The core idea is to construct a joint “prompt‑output” representation by taking the tensor product of prompt embeddings (e.g., CLIP text embeddings, LLM token embeddings) and output embeddings (e.g., CLIP image embeddings, LLM response embeddings). Formally, for a prompt t and a generated output x, the feature is ϕ_T(t)⊗ϕ_X(x). This tensor product captures multiplicative interactions between the two modalities, allowing the kernel function to factor as k_T(t,t′)·k_X(x,x′). For two generative systems A and B, empirical joint kernel covariance operators C_T⊗X and C_T⊗Y are computed from paired (prompt, output) samples. The disagreement operator is defined as Λ_{A,B|T}=C_T⊗X−η·C_T⊗Y, where η balances differing sample sizes. The eigenvectors of Λ reveal directions in the joint space that explain the most variance between the models; prompts that load heavily on these eigenvectors constitute the categories where the models behave differently.

Direct eigendecomposition of the joint covariance is infeasible because the tensor‑product space has dimensionality d_T·d_X, often reaching hundreds of thousands. PromptSplit circumvents this by applying the kernel trick: a 2n×2n block matrix K_Δ is constructed that shares the same non‑zero eigenvalues as Λ. To further reduce computational burden, a random‑projection (RP) scheme is introduced. Gaussian matrices R_T∈ℝ^{d_T×r} and R_X∈ℝ^{d_X×r} are sampled, and the joint features are projected via (R_T⊗R_X)·(ϕ_T⊗ϕ_X), yielding an r‑dimensional representation. Theoretical analysis shows that the expected deviation of the approximated eigenspace from the full‑dimensional one decays as O(1/r²), providing a rigorous guarantee on accuracy while keeping the cost to O((n+m)r²+r³).

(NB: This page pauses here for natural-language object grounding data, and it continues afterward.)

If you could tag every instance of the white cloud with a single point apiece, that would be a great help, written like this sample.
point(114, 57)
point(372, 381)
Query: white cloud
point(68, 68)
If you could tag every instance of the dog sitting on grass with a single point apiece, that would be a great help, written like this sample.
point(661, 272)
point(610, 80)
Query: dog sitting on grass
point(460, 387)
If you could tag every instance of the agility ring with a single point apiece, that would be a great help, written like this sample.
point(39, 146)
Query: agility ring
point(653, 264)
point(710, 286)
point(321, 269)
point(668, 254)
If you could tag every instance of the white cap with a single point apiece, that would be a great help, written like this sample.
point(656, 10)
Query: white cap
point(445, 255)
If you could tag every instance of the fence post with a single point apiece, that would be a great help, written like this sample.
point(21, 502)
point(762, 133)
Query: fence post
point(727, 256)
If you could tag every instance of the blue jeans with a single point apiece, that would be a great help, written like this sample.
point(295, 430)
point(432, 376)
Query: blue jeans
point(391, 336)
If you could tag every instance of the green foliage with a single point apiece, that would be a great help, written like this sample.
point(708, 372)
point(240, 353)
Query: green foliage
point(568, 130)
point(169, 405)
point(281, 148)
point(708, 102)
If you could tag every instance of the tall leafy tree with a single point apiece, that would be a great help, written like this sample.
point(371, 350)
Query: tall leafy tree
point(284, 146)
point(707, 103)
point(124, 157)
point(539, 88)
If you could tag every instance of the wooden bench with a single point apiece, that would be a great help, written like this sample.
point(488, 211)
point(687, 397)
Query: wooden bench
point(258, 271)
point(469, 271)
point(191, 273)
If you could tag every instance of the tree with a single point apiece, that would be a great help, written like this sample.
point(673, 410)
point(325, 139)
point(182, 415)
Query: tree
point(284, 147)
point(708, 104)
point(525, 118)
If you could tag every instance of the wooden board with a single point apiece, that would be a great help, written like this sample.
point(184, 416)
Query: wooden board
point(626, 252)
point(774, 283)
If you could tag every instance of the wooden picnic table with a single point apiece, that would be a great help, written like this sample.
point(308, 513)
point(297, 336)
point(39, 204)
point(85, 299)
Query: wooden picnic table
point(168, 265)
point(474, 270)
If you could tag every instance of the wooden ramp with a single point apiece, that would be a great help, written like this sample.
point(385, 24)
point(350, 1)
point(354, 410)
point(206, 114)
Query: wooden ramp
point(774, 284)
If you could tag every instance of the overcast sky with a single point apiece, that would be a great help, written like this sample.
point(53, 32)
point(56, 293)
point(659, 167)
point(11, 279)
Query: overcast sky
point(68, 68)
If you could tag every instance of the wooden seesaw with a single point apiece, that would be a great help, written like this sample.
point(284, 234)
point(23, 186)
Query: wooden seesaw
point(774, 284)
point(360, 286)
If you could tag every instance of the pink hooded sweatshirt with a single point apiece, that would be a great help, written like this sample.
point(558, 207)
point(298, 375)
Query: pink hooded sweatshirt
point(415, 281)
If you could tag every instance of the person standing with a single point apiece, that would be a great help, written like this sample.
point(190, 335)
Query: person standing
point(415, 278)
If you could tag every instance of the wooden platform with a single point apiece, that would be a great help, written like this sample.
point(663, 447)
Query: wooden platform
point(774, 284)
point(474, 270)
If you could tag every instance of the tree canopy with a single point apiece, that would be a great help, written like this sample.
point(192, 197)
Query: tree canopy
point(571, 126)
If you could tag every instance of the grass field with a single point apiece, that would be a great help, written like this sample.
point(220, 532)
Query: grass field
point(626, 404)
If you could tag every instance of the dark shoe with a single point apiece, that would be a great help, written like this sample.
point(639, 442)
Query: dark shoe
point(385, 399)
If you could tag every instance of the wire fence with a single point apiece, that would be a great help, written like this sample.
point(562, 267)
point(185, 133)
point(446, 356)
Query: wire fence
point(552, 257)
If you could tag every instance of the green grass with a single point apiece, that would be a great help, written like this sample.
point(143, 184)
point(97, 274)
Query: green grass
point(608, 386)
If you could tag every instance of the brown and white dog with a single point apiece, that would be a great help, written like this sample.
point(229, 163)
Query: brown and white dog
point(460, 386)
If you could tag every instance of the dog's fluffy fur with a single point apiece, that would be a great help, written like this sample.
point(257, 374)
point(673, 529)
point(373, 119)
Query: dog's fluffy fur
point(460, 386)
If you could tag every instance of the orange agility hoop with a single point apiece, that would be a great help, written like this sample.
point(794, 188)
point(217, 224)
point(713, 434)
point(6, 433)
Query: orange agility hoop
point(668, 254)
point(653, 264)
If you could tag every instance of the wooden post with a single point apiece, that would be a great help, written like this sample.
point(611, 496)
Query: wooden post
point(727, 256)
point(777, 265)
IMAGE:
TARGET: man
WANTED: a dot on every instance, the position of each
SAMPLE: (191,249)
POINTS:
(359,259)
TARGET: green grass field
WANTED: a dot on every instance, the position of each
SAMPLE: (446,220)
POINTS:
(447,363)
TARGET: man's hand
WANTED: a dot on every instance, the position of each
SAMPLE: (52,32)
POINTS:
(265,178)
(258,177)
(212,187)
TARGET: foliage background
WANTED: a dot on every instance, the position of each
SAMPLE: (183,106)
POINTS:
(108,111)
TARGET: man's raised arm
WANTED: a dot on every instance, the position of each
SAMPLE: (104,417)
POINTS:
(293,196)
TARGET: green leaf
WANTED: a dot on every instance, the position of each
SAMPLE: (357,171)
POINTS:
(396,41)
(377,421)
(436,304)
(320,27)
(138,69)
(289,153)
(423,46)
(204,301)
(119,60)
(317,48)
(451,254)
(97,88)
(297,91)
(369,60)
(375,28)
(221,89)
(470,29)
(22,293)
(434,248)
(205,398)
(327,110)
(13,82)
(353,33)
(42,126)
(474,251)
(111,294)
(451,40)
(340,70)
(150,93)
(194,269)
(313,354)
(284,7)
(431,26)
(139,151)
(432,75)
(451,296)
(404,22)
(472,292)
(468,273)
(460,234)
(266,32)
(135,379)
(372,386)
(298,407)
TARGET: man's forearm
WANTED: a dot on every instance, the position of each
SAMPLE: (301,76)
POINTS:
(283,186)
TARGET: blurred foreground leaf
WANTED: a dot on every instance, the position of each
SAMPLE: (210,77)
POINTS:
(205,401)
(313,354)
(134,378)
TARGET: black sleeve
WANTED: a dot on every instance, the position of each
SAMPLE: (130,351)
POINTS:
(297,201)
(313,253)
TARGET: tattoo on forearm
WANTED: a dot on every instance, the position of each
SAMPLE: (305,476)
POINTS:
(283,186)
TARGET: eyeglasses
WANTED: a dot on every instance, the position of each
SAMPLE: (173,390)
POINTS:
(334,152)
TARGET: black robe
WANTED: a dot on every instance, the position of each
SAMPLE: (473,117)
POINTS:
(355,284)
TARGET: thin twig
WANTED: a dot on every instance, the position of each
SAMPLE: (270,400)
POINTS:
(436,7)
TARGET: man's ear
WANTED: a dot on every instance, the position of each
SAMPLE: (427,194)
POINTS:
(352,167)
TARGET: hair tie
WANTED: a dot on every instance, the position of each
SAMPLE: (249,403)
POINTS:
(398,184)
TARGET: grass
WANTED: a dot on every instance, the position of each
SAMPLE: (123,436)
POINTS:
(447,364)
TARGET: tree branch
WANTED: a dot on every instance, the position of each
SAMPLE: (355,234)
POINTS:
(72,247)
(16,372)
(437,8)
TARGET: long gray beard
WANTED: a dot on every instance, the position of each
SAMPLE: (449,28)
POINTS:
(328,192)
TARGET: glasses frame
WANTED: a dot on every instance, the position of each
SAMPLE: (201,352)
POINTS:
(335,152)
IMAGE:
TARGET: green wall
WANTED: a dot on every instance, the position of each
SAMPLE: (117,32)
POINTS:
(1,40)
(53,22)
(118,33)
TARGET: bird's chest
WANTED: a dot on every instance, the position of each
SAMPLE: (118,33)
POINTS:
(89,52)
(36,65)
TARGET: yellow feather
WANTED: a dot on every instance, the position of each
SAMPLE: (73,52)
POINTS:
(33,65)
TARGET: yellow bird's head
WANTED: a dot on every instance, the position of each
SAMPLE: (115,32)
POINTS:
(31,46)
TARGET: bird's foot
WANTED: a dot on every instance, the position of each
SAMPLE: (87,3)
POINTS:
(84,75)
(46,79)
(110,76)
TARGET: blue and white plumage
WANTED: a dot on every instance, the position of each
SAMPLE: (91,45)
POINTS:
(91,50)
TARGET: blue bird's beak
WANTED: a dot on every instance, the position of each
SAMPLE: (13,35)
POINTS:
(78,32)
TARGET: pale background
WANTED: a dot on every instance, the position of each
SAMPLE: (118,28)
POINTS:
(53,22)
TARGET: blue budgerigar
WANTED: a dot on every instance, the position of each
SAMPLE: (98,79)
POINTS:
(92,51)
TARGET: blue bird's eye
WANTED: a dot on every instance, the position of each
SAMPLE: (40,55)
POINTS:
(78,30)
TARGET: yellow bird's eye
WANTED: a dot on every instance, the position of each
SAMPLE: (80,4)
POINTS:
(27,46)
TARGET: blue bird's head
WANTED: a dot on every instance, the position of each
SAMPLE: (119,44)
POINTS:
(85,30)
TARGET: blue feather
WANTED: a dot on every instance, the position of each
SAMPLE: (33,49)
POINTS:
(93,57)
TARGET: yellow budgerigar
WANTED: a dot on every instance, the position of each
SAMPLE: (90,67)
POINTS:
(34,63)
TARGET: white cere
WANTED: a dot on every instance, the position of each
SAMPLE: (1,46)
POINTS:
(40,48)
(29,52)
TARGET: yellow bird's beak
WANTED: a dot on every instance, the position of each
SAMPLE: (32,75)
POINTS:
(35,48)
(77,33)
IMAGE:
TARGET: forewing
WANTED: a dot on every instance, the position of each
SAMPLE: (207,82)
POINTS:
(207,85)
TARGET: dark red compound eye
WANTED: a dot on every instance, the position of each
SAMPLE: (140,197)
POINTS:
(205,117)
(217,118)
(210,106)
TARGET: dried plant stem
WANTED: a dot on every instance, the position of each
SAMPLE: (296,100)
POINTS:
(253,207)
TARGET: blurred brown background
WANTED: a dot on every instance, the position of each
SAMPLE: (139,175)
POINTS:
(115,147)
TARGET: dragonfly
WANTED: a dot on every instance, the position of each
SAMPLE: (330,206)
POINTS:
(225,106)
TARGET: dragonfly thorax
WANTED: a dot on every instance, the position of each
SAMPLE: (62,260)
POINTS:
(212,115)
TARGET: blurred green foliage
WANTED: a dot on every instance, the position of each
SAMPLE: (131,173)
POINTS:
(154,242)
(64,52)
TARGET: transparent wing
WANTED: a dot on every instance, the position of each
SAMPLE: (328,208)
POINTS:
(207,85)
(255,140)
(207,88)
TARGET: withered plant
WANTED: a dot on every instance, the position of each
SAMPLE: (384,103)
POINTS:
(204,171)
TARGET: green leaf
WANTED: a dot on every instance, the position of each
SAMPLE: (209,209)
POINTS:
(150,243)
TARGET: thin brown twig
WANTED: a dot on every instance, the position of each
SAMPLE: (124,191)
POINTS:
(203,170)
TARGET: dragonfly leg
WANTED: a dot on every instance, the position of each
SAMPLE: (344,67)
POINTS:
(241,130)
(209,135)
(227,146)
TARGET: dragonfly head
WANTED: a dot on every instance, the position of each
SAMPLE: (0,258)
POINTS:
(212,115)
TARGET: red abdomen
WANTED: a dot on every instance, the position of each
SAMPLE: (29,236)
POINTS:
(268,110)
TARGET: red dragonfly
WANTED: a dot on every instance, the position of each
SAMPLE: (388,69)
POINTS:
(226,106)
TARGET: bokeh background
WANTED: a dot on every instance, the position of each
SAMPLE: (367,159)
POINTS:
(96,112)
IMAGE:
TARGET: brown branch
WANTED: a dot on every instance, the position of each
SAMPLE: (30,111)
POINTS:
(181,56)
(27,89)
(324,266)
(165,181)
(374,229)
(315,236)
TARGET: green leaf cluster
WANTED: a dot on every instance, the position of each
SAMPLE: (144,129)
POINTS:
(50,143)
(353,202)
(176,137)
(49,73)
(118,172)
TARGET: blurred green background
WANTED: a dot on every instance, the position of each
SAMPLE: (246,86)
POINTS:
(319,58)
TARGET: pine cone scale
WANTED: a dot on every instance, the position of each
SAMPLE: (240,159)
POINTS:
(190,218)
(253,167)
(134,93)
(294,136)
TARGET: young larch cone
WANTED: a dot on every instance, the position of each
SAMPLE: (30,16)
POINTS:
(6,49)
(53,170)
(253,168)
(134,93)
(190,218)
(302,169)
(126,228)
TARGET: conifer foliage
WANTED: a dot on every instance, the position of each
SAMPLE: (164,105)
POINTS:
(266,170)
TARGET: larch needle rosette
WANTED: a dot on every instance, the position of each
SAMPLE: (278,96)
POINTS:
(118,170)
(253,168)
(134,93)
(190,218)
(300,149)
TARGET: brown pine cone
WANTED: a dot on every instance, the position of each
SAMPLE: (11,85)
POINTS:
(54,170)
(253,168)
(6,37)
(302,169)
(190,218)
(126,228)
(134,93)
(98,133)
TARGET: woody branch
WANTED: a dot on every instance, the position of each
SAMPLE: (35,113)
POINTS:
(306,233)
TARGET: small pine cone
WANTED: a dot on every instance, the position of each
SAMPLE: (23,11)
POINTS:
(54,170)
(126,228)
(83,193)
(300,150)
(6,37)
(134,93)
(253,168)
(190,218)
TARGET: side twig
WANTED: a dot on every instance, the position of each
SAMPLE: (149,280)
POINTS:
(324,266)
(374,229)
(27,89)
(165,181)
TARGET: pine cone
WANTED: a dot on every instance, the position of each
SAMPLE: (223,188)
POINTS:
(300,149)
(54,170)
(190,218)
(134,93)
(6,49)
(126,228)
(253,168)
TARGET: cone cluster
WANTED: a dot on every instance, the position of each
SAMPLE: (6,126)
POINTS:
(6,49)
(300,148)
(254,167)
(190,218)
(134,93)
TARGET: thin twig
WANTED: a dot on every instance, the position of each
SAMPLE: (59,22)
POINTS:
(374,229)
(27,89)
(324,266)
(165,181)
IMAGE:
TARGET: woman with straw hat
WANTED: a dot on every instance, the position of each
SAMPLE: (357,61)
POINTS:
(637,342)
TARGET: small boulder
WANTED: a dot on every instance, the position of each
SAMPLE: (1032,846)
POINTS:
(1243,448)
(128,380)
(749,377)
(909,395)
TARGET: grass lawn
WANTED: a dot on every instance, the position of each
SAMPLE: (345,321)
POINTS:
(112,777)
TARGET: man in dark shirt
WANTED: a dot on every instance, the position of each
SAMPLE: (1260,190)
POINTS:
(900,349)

Algorithm 1 outlines the full pipeline: (1) build kernel blocks for prompts and outputs within each dataset and cross‑blocks between datasets; (2) assemble K_Δ according to the weighted difference; (3) compute the top R positive eigenpairs; (4) reconstruct eigenfunctions as linear combinations of the original joint features. Algorithm 2 replaces the full kernel matrices with RP‑compressed features, dramatically lowering memory and runtime requirements.

Empirical evaluation proceeds in two stages. In synthetic experiments, the authors embed known prompt clusters that induce distinct output distributions for two models. PromptSplit perfectly recovers these clusters, confirming that the leading eigenvectors correspond to the ground‑truth sources of disagreement. In real‑world settings, the method is applied to several text‑to‑image diffusion models (Stable Diffusion, Kandinsky, PixArt) and to large language models (Qwen‑3 vs. Gemma‑3). The analysis uncovers coherent prompt families—such as “night sky”, “hyper‑realistic portrait”, “watercolor style”—where the models diverge in style, composition, or alignment. For LLMs, categories like “policy questions”, “historical figures”, and “math problems” emerge as points of disagreement. Visualizations of the high‑loading prompts together with representative outputs illustrate the nature of the divergence, offering actionable insights for model selection, fine‑tuning, or bias mitigation.

The paper’s contributions are fourfold: (i) formulation of prompt‑conditioned model comparison as a joint kernel spectral problem; (ii) introduction of the tensor‑product joint representation that captures prompt‑output interactions; (iii) scalable random‑projection approximation with provable O(1/r²) error bounds; and (iv) extensive experiments demonstrating that PromptSplit reliably isolates prompt‑level disagreements across multimodal domains. By providing an interpretable map of where generative models disagree, PromptSplit opens new avenues for systematic model auditing, targeted improvement, and responsible deployment of AI systems.